Action of Metformin on the Insulin-Signaling Pathway and on Glucose Transport in Human Granulosa Cells

Abstract Context: Hyperinsulinemia in polycystic ovary syndrome is widely treated with the insulin sensitizer metformin, which, in addition to its systemic effects, directly affects the ovarian insulin-stimulated steroidogenesis pathway. Objective: Our aim was to investigate the interaction of metformin with the other insulin-stimulated ovarian pathway, namely that leading to glucose uptake. Design: Human granulosa-luteal cells were cultured with metformin (10−7m), insulin (10 ng/ml) or metformin and insulin (Met + Ins) combined. Insulin receptor (IR) involvement was assessed by culture with an (anti)-insulin receptor (IR) antibody.
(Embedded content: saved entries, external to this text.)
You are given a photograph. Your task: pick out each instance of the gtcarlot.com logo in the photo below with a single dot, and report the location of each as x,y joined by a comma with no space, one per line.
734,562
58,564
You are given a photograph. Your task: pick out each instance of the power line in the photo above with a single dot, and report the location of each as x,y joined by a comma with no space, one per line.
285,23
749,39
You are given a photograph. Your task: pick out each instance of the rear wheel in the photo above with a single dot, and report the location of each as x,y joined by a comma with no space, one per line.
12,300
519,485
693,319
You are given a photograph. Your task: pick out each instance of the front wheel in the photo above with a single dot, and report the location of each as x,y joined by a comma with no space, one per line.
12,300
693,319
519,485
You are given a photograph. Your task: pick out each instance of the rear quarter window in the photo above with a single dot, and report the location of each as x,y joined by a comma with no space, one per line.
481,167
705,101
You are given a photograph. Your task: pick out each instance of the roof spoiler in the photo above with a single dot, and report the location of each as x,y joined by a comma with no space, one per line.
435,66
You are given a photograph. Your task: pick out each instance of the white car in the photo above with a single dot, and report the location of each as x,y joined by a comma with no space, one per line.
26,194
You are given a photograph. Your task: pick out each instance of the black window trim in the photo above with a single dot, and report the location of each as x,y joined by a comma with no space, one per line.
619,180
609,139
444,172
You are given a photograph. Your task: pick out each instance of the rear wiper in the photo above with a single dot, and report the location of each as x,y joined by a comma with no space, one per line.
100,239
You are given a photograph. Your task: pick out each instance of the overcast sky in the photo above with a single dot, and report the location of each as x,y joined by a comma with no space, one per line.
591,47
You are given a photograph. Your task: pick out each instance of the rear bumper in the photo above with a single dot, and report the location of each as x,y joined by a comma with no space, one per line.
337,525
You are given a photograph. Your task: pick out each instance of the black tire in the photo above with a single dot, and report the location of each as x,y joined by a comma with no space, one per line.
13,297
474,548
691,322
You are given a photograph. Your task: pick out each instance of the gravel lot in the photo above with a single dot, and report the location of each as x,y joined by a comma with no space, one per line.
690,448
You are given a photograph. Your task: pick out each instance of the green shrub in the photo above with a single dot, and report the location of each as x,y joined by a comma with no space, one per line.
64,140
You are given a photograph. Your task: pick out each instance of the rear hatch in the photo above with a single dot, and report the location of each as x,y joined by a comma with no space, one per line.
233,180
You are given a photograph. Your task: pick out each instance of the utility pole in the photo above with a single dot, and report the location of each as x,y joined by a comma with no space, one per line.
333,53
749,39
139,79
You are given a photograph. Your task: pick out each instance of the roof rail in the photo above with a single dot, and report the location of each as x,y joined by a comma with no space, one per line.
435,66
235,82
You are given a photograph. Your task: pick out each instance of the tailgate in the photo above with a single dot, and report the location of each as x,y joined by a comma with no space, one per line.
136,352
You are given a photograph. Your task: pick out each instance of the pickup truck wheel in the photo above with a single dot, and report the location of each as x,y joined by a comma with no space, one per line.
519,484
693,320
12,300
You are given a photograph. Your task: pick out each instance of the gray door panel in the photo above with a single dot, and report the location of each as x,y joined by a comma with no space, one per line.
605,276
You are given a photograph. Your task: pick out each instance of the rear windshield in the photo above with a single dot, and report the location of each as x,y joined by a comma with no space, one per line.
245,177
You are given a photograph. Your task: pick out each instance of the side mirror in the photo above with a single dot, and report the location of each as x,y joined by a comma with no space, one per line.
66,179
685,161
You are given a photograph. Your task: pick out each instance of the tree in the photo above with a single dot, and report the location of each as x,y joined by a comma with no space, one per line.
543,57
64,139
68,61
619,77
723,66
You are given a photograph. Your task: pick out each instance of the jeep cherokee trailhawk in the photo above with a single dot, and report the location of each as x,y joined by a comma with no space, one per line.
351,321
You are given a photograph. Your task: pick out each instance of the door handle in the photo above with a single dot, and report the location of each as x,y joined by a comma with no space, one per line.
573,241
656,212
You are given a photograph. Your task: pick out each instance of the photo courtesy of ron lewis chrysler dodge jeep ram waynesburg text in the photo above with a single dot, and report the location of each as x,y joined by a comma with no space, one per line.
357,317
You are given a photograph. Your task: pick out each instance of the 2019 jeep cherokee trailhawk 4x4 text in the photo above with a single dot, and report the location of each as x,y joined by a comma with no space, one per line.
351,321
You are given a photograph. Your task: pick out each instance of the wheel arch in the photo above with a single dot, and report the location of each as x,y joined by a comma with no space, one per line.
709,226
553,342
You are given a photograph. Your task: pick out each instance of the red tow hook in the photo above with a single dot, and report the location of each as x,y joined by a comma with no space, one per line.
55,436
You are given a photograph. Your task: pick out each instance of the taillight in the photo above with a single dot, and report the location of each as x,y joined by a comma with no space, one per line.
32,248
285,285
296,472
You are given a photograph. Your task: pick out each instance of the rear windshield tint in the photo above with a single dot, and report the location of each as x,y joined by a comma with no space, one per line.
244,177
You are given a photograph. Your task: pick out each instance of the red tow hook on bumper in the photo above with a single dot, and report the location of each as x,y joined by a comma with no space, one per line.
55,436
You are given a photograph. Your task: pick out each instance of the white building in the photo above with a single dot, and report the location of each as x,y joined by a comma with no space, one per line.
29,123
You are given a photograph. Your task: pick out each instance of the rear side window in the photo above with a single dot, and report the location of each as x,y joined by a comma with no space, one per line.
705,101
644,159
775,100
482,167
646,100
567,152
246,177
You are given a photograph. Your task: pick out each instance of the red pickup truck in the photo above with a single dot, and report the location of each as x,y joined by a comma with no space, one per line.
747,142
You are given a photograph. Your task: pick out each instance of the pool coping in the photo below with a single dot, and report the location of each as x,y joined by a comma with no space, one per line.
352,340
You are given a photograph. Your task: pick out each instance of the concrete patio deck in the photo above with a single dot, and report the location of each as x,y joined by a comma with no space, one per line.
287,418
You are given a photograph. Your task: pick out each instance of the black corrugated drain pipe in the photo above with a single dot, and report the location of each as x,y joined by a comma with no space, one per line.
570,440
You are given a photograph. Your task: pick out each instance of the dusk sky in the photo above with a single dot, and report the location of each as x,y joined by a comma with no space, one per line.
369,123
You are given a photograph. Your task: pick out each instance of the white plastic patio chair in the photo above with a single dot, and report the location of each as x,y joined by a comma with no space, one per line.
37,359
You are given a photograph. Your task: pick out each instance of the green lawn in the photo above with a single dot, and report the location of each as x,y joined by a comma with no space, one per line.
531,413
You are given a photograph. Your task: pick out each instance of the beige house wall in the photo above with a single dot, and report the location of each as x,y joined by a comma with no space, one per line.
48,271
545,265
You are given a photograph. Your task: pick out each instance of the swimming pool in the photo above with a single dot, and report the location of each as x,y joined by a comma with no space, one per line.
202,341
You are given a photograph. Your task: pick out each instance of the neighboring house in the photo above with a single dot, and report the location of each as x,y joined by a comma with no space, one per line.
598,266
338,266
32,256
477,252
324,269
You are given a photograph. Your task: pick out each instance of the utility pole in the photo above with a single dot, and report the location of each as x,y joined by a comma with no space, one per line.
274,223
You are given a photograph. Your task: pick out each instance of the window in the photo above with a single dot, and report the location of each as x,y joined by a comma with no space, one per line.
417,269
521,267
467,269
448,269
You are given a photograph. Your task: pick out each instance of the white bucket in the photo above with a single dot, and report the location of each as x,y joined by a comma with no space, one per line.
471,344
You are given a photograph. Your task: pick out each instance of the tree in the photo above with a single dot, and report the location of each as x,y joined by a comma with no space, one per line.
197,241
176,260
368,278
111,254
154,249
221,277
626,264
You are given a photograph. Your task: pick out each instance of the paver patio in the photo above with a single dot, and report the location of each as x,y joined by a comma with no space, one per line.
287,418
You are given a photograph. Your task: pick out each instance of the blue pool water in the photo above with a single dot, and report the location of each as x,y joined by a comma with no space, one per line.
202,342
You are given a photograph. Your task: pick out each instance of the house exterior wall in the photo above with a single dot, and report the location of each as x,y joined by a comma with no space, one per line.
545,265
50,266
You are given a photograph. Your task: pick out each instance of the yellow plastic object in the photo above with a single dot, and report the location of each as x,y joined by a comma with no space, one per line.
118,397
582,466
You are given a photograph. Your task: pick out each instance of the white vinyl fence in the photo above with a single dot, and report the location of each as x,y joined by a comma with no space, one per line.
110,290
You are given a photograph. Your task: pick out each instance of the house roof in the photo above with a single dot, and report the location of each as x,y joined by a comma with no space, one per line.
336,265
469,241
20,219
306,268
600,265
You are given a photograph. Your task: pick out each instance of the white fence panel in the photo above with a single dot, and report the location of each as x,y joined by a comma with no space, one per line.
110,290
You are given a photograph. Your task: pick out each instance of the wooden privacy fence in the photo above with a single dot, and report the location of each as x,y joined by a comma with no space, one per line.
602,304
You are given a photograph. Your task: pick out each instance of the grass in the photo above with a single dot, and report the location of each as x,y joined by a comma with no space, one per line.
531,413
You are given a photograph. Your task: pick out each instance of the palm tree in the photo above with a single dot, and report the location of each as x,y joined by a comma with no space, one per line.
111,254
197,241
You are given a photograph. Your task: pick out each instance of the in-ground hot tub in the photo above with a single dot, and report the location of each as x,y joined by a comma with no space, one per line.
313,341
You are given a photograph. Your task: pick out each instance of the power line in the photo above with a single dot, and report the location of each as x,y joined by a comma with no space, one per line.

Main Outcome Measures: The effect of metformin on insulin-receptor substrate proteins 1 and 2 (IRS-1 and -2) mRNA and protein expression was determined. The KGN granulosa-cell line was used to investigate the effect of insulin and metformin on Akt activation and glucose transporter-4 (Glut-4) expression. Glut-4 translocation from the cytosol to the membrane was determined in cytoplasmic and membrane-enriched fractions of protein lysates. Results: IRS-1 mRNA and protein increased with all treatments. In contrast, basal IRS-2 mRNA levels were barely detectable, but transcription was up-regulated by metformin. The anti-IR antibody reduced treatment-stimulated IRS-1 to basal levels and IRS-2 expression to an even greater extent than IRS-1, showing greater dependence on the IR than IRS-1. Metformin in the presence of insulin activated Akt and this was dependent on phosphoinositide-3 kinase, as was translocation of Glut-4 to the membrane. Metformin was able to substantially enhance the insulin-stimulated translocation of Glut-4 transporters from the cytosol to the membrane. Conclusion: This net increase in Glut-4 transporters in the plasma membrane has the potential to increase glucose uptake and metabolism by granulosa cells of the insulin-resistant polycystic ovary, thereby facilitating follicle growth.